My conclusion for trading in Micro E-mini futures
From my point of view, the Chicago Mercantile Exchange and the four new Micro E-mini futures are a big hit. In contrast to the Mini-Dax of Eurex, where the liquidity leaves something to be desired for some traders, the CME shouldn’t have any problems. After all, it is at the forefront in this regard, so it won’t be lacking in liquidity.
In addition, the requirements for margin and trading commissions are so low that even smaller retail accounts can benefit from real futures trading. It is true that the costs for German brokers are roughly on the same or a slightly higher level as pure CFD trading, when all additional fees are taken into account. However, a transparent product traded on the stock exchange should be used for this, and not that of just any CFD issuer or broker that is, worst case, a market maker.
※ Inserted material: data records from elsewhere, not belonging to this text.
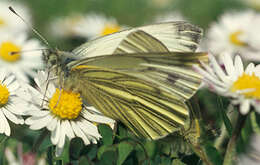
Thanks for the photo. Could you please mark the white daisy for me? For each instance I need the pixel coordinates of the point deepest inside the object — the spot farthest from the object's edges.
(63, 114)
(96, 25)
(28, 158)
(243, 86)
(253, 3)
(9, 22)
(12, 104)
(24, 60)
(236, 32)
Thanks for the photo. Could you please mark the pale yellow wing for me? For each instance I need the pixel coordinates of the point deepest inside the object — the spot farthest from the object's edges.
(142, 106)
(176, 36)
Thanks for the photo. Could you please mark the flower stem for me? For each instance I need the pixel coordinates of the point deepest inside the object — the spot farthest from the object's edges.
(201, 154)
(39, 140)
(231, 148)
From a risk management perspective, the new futures also appear advantageous. Due to the low tick value, positions can be scaled sensibly without putting smaller accounts at too much risk.
If you use a non-German broker such as AMP Futures, trading with Micro E-mini futures is not only much cheaper and clearly beats the costs of CFDs, but, in addition, the margins for CFD trading according to ESMA regulations are considerably lower. The ability to scale positions is only one of the reasons that the CME Micro futures represent a genuine alternative to CFD trading. Even if you have only traded micro CFDs so far.